A dynamic quartet, specially convened for a brief European tour, shared the stage as co-leaders: Detroit-raised saxophonist JD Allen, now based in New York, and Spanish drummer Juanma Barroso, a longstanding collaborator of Chames. The quartet’s rhythmic foundation was upheld by the skilled double bassist Larry Bartley, who filled in admirably for the tour’s final performance. Evidently cohesive, the ensemble flourished in solos, yet the divergent compositional approaches of the co-leaders occasionally posed a curious juxtaposition.

Chames masterminds intricate musical architectures that navigate intricate forms, often twisting into unforeseen contours. In contrast, Allen’s compositions adopt a more minimalist essence, woven with bluesy threads and veiled intricacies that unveil themselves over time. The titling of Chames’ pieces, such as the evocative “Missing File in Abuja,” encapsulates his unique compositional language, while Allen’s concise “Cotton” hints at the enigmatic layers within his works.

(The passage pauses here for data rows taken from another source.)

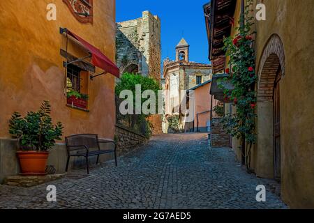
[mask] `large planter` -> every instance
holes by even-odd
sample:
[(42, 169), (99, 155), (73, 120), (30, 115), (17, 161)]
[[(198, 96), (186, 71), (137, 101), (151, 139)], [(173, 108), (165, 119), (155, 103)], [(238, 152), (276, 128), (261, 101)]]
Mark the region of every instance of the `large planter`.
[(70, 106), (80, 107), (81, 109), (87, 108), (87, 100), (82, 98), (77, 98), (75, 96), (68, 97), (67, 98), (67, 104)]
[(49, 152), (17, 151), (22, 175), (45, 175)]

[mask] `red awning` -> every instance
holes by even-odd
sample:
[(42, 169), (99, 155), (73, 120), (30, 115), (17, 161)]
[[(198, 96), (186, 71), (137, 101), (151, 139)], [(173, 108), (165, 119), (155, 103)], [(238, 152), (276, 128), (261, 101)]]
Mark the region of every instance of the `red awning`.
[(66, 33), (81, 43), (89, 51), (91, 54), (91, 63), (93, 65), (103, 69), (105, 72), (110, 72), (118, 78), (120, 77), (120, 71), (118, 67), (103, 54), (100, 50), (68, 29), (66, 30)]

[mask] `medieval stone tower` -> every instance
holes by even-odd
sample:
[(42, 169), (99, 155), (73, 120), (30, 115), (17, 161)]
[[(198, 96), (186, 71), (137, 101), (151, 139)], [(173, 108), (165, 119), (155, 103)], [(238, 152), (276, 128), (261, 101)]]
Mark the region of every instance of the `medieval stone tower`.
[[(116, 62), (121, 74), (139, 73), (160, 82), (160, 20), (149, 11), (133, 20), (117, 24)], [(149, 118), (153, 134), (162, 133), (161, 116)]]
[(160, 20), (149, 11), (142, 17), (117, 24), (116, 61), (128, 72), (160, 79)]
[(188, 49), (190, 46), (182, 38), (176, 47), (176, 61), (188, 62)]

With both leaders’ creations juxtaposed throughout the evening, a subtle dissonance flavored the overall experience.

The performance embarked with a robust piano vamp harmonized by the resonant depths of the double bass and the agile patter of a contemporary jazz snare. Allen’s entrance exuded confidence and richness, toying with the chromatic nuances of the harmonic minor scale. The theme, christened “Die Dreaming,” exhaled a bluesy essence, Allen’s execution precise, and each note’s tonal subtleties distinctly articulated. Originally conceived for a piano-less trio, the piece was reimagined for the quartet setting. Subsequently, “Missing File in Abuja” emerged, inaugurated by an opulent unaccompanied piano prelude, promptly followed by a nostalgic motif. Yet, the core of the composition traversed an unconventional harmonic route, all the while buoyed by the relaxed pulse of the walking bass. The sequence further unfolded with the poignant rendition of the standard ballad “I Should Care,” delivered at a heartrending tempo.

As each musical narrative unfurled, the band’s prowess was prominently displayed. Allen, an authoritative presence throughout, transitioned seamlessly between introspective sustains and blues-infused riffs, occasionally escalating to brisk phrases that danced upon the underpinning harmonies. His lower notes boasted roundness, while the higher register bestowed an ear-pleasing timbre, accented by subtle vibrato and breathy nuances. In a role of sparse yet significant support, Chames conjured rhythmic impetus and ventured into imaginative lines whenever in the lead.

The first half culminated in a compelling amalgamation of Allen’s “Red Label” and Chames’ “Broken Swing.” The former showcased robust melodic contours concealing intricate undercurrents, with Allen adroitly weaving melodies through expanses of space. In stark contrast, the latter, a sprightly set-closer, traversed a whirlwind of thematic fragments, modulated keys, and imparted an air of buoyancy.

The second half mirrored the dynamic of the first. Allen’s minor-key waltz, aptly named “Cotton,” inaugurated the segment, ignited with controlled emotional fervor. Chames’ “Nice Bop” playfully interwove Monkish angularity with a jaunty bridge. Allen, once again, evoked soulful potency, punctuating the ambiance with moments of off-mic intimacy. Chames’ concluding piece unveiled a waltz adorned with a beguiling melody, shaded dissonances, and a delicately expressive piano solo.

Culminating the evening, the ensemble delved into the up-tempo rendition of the timeless standard “If I Were a Bell.” Commencing with a classic 1950s intro famously employed by Miles Davis, the performance embraced individual solos, leaving the audience yearning for an encore.